It’s a familiar story. A celebrity captures the attention of millions by living life at an unsustainable pace, a train wreck in slow motion that we just can’t look away from. We mourn in retrospect, but in the moment we’re transfixed. We are, after all, an extremes-obsessed culture. The train tracks laid by Sleigh Bells’ debut album, Treats, leads to just that kind of fireball. The record is as dense as it is insistent – thirty-two minutes of power that rarely relents. It’s a ferocious piece of popular music, but it’s also an album that begs the question, as the band prepares to release its second full-length, how do you catch thunder in a bottle twice?
For Sleigh Bells, the answer is to include some lightning. Rather than following Treats with another set of ear-shattering tunes, the duo has diversified for Reign of Terror, slowing things down, expanding their sound, and producing a record that makes up for a little bit of power loss by lighting a whole bunch of candles. It’s a compromise, for sure – and one that will likely leave some blood-thirsty listeners wanting harder guitars and more volume – but it’s a compromise the band was likely more than willing to make. Sleigh Bells is no longer on a trajectory for burnout.
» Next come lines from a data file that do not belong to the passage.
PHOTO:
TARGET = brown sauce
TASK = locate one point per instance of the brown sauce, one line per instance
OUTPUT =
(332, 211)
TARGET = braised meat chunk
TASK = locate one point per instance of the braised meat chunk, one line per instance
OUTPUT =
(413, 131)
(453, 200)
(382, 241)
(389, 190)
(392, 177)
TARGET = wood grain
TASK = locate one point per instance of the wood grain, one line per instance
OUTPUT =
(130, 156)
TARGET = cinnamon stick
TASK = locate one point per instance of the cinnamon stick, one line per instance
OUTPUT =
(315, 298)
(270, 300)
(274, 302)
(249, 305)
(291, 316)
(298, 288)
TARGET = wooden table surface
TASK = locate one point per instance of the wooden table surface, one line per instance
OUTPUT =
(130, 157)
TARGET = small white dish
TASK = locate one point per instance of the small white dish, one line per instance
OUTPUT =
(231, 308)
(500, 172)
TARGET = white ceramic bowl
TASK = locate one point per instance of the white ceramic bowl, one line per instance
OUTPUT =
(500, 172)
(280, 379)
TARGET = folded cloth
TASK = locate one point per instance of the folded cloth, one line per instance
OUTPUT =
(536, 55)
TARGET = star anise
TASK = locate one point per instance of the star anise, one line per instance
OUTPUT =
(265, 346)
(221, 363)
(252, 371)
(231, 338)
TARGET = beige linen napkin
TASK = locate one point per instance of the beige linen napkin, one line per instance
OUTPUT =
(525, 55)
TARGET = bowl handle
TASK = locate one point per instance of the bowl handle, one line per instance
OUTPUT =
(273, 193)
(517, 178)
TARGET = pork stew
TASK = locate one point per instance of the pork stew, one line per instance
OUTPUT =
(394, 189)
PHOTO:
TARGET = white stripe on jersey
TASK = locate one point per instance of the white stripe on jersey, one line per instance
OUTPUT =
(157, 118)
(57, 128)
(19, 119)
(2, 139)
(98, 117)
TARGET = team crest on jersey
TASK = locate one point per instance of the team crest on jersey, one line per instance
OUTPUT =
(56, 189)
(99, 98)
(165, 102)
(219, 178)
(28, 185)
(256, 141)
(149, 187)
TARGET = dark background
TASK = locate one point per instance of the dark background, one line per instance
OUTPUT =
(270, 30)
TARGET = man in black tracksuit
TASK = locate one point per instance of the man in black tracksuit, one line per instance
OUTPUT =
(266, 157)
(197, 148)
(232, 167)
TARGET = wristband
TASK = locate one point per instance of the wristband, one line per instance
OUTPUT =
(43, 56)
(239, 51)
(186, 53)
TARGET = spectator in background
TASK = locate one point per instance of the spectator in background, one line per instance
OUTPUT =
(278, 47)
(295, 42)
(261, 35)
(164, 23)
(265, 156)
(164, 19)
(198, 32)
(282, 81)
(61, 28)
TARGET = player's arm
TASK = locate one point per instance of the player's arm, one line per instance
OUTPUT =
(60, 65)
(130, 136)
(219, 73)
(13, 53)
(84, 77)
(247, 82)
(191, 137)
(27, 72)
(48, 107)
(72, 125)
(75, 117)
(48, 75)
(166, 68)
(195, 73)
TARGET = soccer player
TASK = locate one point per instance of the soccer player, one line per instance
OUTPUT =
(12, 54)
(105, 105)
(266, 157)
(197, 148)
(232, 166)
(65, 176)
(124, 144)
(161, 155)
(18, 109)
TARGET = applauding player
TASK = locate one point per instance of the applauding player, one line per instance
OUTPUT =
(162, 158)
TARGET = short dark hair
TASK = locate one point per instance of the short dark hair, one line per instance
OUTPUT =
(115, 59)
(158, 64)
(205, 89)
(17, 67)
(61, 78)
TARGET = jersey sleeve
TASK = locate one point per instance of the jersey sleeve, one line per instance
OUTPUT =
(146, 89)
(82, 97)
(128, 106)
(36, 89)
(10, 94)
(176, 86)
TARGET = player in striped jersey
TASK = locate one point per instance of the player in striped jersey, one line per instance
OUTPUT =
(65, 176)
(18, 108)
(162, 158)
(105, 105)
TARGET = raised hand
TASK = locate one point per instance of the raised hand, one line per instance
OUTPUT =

Reign of Terror opens with the noise of an adoring crowd, met by Alexis Krauss’s jubilant battle cry, “New Orleans! What the f*ck’s up? There we go – there we f*cking go!” The air fills with the cheers, stomps, and icy guitars that will come to define this album, and Krauss counts it off for the record to start in earnest. The track is, as guitarist Derek Miller puts it, ““a brass, arrogant, tasteless way to start a record.” It’s also a spine-tingling way to build anticipation for the tracks about to follow. More than anything, though it’s a portrait that falls in stark contrast to the band that handed a demo to a neighbor in late 2009, and a sign of how far these two have really come. Since we last met them, Sleigh Bells got big.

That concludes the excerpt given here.